While many are no doubt steering clear to avoid tempting fate, four victories from the remaining six games of the season will hand Leicester a maiden top flight title and complete one of the most remarkable fairytales in English soccer history.
Leicester lead second place Tottenham Hotspur by seven points heading into Sunday’s game and need 12 more to put themselves out of sight.
For the Leicester side that plunged to the foot of the table last season, four wins in six games might have seemed like a daunting task.
Yet such has been the collective sense of calm that seems to encircle Claudio Ranieri’s side this year that few are now expecting a collapse in the home straight.
The slip-ups and the wobbles have been reserved for the so-called bigger teams, who have all fallen off the pace while Leicester have sailed smoothly through the supposed choppy waters of the title run-in.
Four successive 1-0 victories have propelled Leicester to the verge of success and been testament to the organisational abilities of their Italian coach.
Leicester have never kept five consecutive clean sheets in the top flight, but, in a season when past records have counted for little, it would be a brave man, or perhaps a foolish one, to bet against another shut-out against Sunderland, whose relegation woes are intensifying.

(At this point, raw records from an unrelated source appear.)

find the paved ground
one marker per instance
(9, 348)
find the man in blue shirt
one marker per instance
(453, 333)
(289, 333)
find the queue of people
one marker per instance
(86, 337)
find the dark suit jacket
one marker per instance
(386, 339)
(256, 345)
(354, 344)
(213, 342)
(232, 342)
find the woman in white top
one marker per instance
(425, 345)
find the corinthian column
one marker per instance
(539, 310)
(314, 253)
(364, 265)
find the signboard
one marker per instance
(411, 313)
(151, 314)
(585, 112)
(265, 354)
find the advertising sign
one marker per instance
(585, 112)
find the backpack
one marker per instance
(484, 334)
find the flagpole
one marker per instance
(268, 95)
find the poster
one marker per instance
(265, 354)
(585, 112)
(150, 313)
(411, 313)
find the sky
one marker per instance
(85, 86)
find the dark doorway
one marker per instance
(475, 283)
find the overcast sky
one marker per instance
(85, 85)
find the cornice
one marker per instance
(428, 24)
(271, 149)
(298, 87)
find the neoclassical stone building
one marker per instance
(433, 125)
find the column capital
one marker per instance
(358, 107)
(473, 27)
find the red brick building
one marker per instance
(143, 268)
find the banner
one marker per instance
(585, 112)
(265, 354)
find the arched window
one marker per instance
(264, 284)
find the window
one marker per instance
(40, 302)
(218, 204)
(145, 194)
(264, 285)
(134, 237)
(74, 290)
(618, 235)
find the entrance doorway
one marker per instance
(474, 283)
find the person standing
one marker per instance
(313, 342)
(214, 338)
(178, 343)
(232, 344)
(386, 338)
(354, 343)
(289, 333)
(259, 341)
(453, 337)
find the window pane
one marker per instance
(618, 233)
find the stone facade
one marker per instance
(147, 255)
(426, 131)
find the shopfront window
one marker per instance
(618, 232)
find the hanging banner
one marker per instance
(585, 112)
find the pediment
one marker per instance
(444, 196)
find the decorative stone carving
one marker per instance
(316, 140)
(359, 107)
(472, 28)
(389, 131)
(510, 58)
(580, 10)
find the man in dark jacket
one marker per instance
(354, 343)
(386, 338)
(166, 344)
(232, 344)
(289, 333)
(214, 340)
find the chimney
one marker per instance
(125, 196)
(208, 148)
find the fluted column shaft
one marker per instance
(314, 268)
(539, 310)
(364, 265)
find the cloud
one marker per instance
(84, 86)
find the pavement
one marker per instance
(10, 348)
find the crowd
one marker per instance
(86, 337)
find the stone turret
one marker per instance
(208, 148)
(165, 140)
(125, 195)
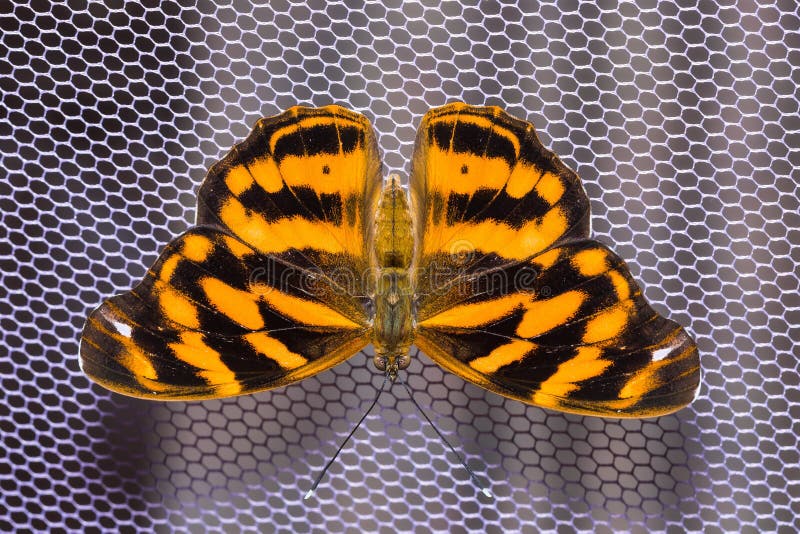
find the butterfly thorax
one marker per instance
(394, 247)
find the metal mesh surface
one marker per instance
(682, 120)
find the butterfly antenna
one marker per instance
(325, 469)
(460, 458)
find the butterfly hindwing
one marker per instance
(512, 295)
(271, 287)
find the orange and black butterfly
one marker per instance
(303, 254)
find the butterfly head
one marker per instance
(391, 363)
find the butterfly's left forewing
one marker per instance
(271, 287)
(513, 296)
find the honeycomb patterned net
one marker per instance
(682, 122)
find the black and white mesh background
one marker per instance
(682, 120)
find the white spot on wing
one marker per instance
(660, 354)
(122, 328)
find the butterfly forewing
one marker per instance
(273, 285)
(511, 294)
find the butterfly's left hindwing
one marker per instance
(568, 330)
(271, 287)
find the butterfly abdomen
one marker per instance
(394, 247)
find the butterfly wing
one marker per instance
(273, 284)
(511, 294)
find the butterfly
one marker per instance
(303, 254)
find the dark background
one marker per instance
(682, 120)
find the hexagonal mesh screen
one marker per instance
(682, 121)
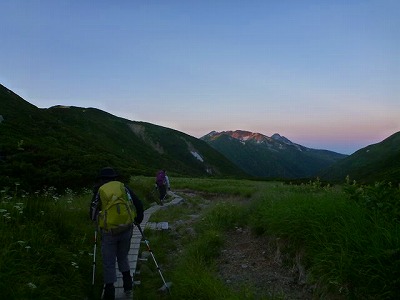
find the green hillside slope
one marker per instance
(66, 146)
(271, 158)
(377, 162)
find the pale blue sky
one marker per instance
(325, 74)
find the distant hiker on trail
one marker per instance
(162, 183)
(167, 181)
(113, 208)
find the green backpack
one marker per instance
(117, 214)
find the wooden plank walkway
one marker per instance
(133, 255)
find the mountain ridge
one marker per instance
(270, 157)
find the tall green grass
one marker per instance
(347, 250)
(46, 246)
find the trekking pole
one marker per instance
(152, 255)
(94, 255)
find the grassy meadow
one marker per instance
(346, 237)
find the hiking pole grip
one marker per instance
(94, 256)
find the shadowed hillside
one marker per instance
(377, 162)
(66, 146)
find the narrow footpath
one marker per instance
(136, 240)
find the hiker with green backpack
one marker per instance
(116, 209)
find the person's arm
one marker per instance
(95, 205)
(138, 205)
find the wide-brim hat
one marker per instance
(107, 173)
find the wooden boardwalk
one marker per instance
(136, 241)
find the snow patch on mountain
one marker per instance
(197, 155)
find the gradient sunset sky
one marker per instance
(324, 74)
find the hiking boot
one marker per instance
(109, 292)
(127, 280)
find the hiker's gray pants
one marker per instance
(115, 247)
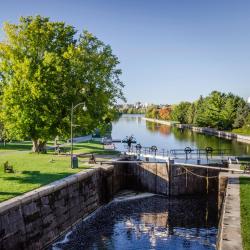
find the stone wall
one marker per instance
(35, 219)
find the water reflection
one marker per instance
(148, 223)
(163, 136)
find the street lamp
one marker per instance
(71, 126)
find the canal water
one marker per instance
(154, 222)
(166, 137)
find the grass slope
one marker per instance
(34, 170)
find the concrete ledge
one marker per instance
(230, 224)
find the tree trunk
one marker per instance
(38, 146)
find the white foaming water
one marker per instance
(123, 196)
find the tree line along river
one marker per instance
(167, 137)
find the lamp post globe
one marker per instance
(71, 128)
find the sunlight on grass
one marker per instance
(34, 170)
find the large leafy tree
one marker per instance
(180, 112)
(44, 69)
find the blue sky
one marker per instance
(169, 50)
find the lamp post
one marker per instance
(71, 126)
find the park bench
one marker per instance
(8, 168)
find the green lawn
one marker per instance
(245, 211)
(242, 131)
(34, 170)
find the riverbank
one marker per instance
(215, 132)
(169, 123)
(204, 130)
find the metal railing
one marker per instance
(186, 153)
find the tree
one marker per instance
(243, 110)
(44, 69)
(180, 111)
(165, 113)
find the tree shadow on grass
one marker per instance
(16, 146)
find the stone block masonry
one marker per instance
(35, 219)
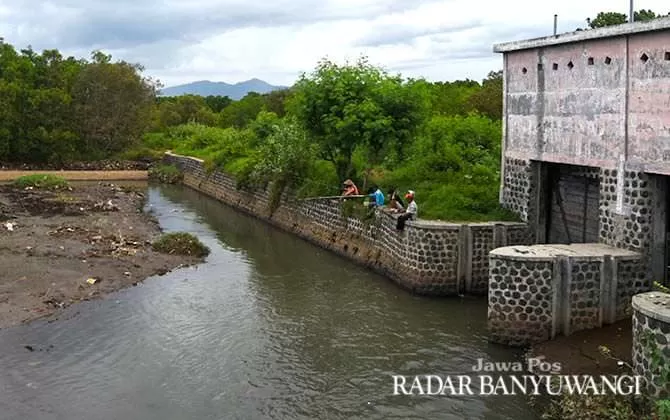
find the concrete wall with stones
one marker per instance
(591, 102)
(651, 341)
(541, 291)
(429, 258)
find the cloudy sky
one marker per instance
(180, 41)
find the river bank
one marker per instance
(61, 247)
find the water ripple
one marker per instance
(269, 328)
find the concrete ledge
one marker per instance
(654, 305)
(538, 292)
(579, 36)
(651, 340)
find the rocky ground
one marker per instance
(60, 247)
(98, 165)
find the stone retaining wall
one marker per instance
(429, 258)
(538, 292)
(651, 341)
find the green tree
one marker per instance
(240, 113)
(488, 99)
(217, 103)
(615, 18)
(113, 104)
(607, 19)
(354, 105)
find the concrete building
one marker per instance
(586, 143)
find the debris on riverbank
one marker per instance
(60, 239)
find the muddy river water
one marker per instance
(270, 327)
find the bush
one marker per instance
(168, 174)
(180, 243)
(46, 181)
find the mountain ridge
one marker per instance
(234, 91)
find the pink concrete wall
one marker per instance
(578, 115)
(649, 106)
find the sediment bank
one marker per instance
(83, 175)
(53, 242)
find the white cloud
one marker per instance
(233, 40)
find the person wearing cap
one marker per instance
(378, 197)
(349, 188)
(395, 202)
(410, 212)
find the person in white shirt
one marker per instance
(410, 213)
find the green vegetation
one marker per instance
(55, 109)
(180, 243)
(168, 174)
(616, 18)
(45, 181)
(354, 121)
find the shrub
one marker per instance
(168, 174)
(180, 243)
(46, 181)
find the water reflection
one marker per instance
(270, 327)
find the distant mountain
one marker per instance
(207, 88)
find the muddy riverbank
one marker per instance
(61, 247)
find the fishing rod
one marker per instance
(334, 196)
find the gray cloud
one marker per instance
(398, 34)
(122, 23)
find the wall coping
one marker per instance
(543, 252)
(655, 305)
(419, 223)
(585, 35)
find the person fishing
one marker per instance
(377, 195)
(349, 188)
(395, 202)
(408, 214)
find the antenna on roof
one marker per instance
(555, 24)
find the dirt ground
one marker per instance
(578, 353)
(53, 242)
(80, 175)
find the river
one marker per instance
(270, 327)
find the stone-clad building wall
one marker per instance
(537, 292)
(651, 341)
(429, 258)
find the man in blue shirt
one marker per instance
(378, 196)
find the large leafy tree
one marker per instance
(488, 99)
(348, 106)
(113, 104)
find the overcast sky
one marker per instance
(180, 41)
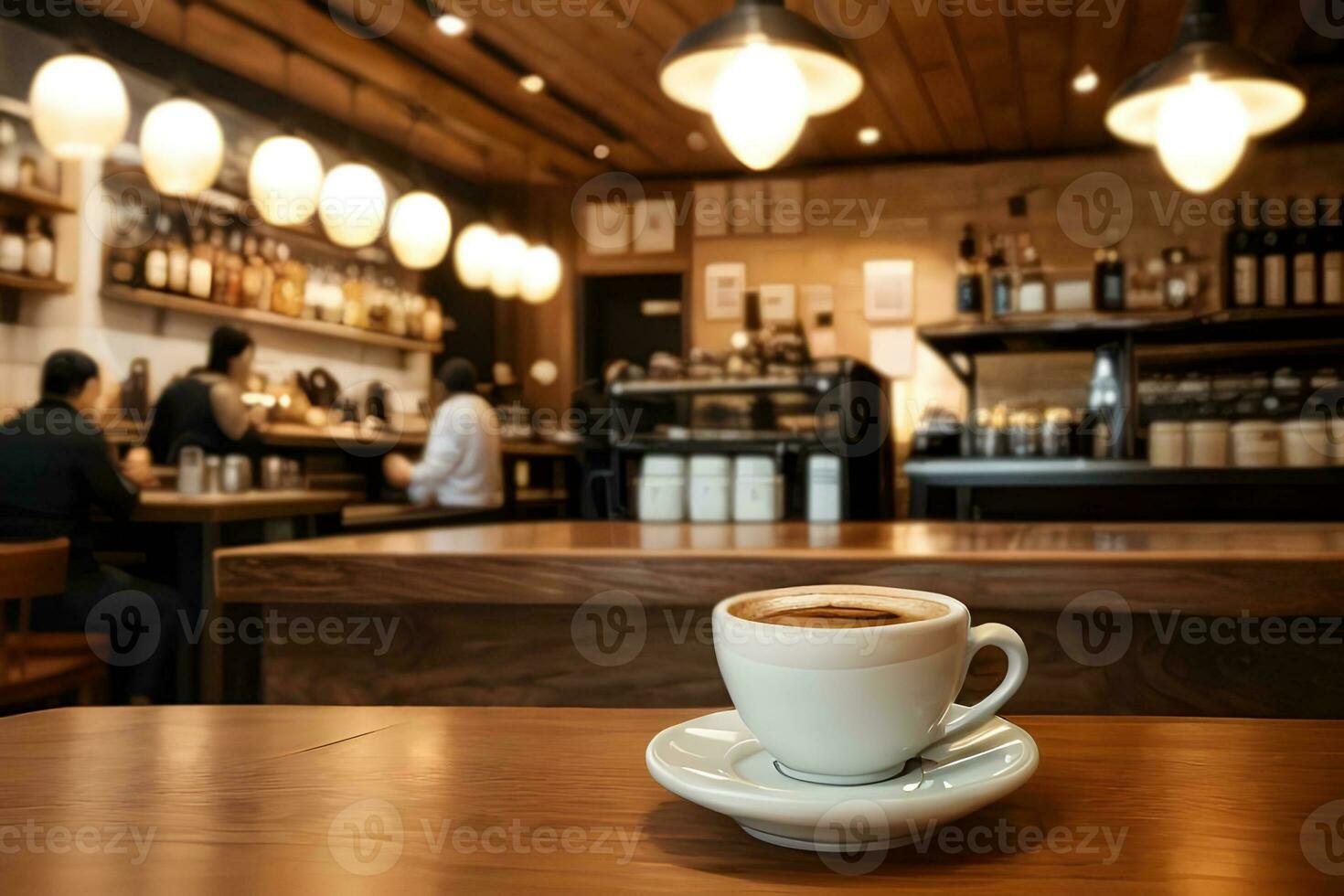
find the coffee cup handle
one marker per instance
(1008, 641)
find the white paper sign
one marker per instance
(725, 289)
(889, 289)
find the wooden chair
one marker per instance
(42, 667)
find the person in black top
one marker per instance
(206, 407)
(54, 468)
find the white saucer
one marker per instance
(717, 763)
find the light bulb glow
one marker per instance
(507, 266)
(283, 180)
(760, 105)
(420, 229)
(540, 274)
(1201, 132)
(474, 255)
(80, 106)
(182, 146)
(352, 205)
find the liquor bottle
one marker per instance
(1243, 258)
(1031, 288)
(1307, 269)
(971, 285)
(1000, 278)
(1113, 283)
(1332, 251)
(202, 266)
(156, 260)
(1273, 265)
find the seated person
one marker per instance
(54, 466)
(206, 407)
(463, 464)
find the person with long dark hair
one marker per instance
(463, 463)
(206, 407)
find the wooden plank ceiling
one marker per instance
(991, 80)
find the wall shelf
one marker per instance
(174, 303)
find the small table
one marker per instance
(409, 799)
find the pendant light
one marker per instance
(540, 274)
(420, 229)
(1200, 103)
(80, 106)
(760, 71)
(182, 146)
(507, 265)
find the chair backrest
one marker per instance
(27, 570)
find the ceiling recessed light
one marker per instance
(1086, 80)
(451, 25)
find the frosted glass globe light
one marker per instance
(420, 229)
(760, 105)
(1201, 132)
(474, 257)
(352, 205)
(80, 106)
(283, 180)
(540, 274)
(507, 266)
(182, 146)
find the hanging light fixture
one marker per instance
(540, 274)
(352, 205)
(80, 106)
(760, 71)
(420, 229)
(474, 255)
(1201, 102)
(507, 265)
(182, 146)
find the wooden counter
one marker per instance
(523, 613)
(429, 799)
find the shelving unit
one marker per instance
(169, 301)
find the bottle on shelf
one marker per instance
(1000, 278)
(156, 257)
(1273, 265)
(1307, 268)
(1243, 288)
(971, 285)
(1331, 222)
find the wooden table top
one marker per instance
(519, 799)
(163, 506)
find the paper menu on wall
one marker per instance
(891, 351)
(725, 288)
(889, 289)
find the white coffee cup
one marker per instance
(852, 706)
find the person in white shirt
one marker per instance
(463, 465)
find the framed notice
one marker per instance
(725, 291)
(889, 289)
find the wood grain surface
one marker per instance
(325, 799)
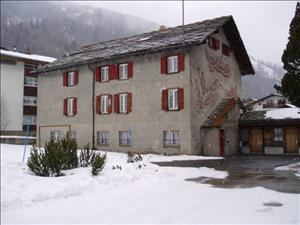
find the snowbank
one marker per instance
(285, 113)
(151, 194)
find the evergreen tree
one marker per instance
(290, 83)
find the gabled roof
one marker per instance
(157, 41)
(219, 115)
(23, 56)
(264, 98)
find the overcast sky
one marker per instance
(264, 26)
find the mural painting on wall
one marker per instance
(208, 92)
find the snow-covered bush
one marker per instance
(37, 162)
(131, 157)
(87, 156)
(47, 161)
(98, 163)
(69, 146)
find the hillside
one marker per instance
(56, 28)
(53, 29)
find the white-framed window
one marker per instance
(30, 81)
(104, 73)
(171, 137)
(173, 64)
(102, 137)
(278, 134)
(125, 138)
(74, 134)
(123, 103)
(29, 119)
(55, 135)
(104, 103)
(70, 106)
(173, 99)
(29, 100)
(71, 76)
(123, 71)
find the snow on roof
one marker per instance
(285, 113)
(27, 56)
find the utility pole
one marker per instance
(183, 20)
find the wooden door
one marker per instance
(222, 142)
(256, 138)
(291, 142)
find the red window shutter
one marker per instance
(181, 62)
(110, 104)
(98, 104)
(76, 77)
(111, 72)
(217, 44)
(65, 79)
(75, 106)
(180, 98)
(130, 69)
(164, 100)
(116, 103)
(209, 42)
(163, 65)
(129, 102)
(117, 71)
(65, 106)
(98, 74)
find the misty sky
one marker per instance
(264, 26)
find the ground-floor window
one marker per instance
(171, 137)
(55, 135)
(278, 134)
(125, 138)
(102, 137)
(74, 135)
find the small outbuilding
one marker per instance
(270, 132)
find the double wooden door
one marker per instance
(256, 140)
(291, 140)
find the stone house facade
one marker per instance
(155, 92)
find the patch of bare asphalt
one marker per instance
(247, 172)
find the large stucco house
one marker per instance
(173, 91)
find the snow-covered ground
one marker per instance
(293, 167)
(151, 194)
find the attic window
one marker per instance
(225, 50)
(213, 43)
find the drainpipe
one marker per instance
(93, 106)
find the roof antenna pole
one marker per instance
(183, 20)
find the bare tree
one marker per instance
(4, 114)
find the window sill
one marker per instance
(171, 145)
(172, 73)
(28, 85)
(173, 110)
(102, 144)
(125, 145)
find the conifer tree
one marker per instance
(290, 83)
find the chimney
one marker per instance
(162, 28)
(28, 51)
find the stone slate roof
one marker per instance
(257, 118)
(219, 115)
(157, 41)
(262, 99)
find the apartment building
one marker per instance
(19, 91)
(172, 91)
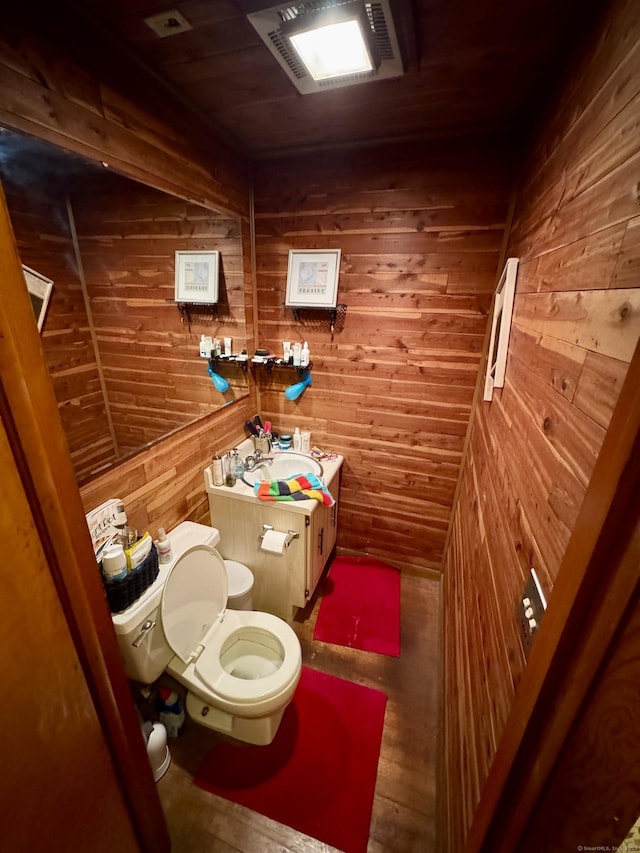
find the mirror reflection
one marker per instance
(125, 363)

Allardyce’s side are four points adrift of Norwich City in 17th and entering the now-or-never part of the season when they will have to start winning or become resigned to their fate.
Tottenham, whose hopes of catching Leicester were dented by their 1-1 draw with Liverpool at Anfield last weekend, could find themselves 10 points adrift of the leaders by the time they host Manchester United later on Sunday.
United are involved in a local battle with Manchester City for fourth place and the final Champions League qualification spot and would love nothing more than to salvage an inconsistent season by overhauling their rivals in the table.
City, buoyed by a gritty 2-2 draw at Paris St Germain in their Champions League quarter-final first leg on Wednesday, host West Bromwich Albion, who are comfortably placed in mid-table.
Third place Arsenal, whose hopes of taking anything from the campaign look forlorn as they trail Leicester by 11 points, albeit with a game in hand, travel to West Ham United on Saturday.
Newcastle United, who are battling local rivals Sunderland to avoid relegation, visit Southampton, while Norwich play at Crystal Palace.
Alan Pardew’s Palace are three points above Norwich, but seemingly in freefall after failing to win a league game since December.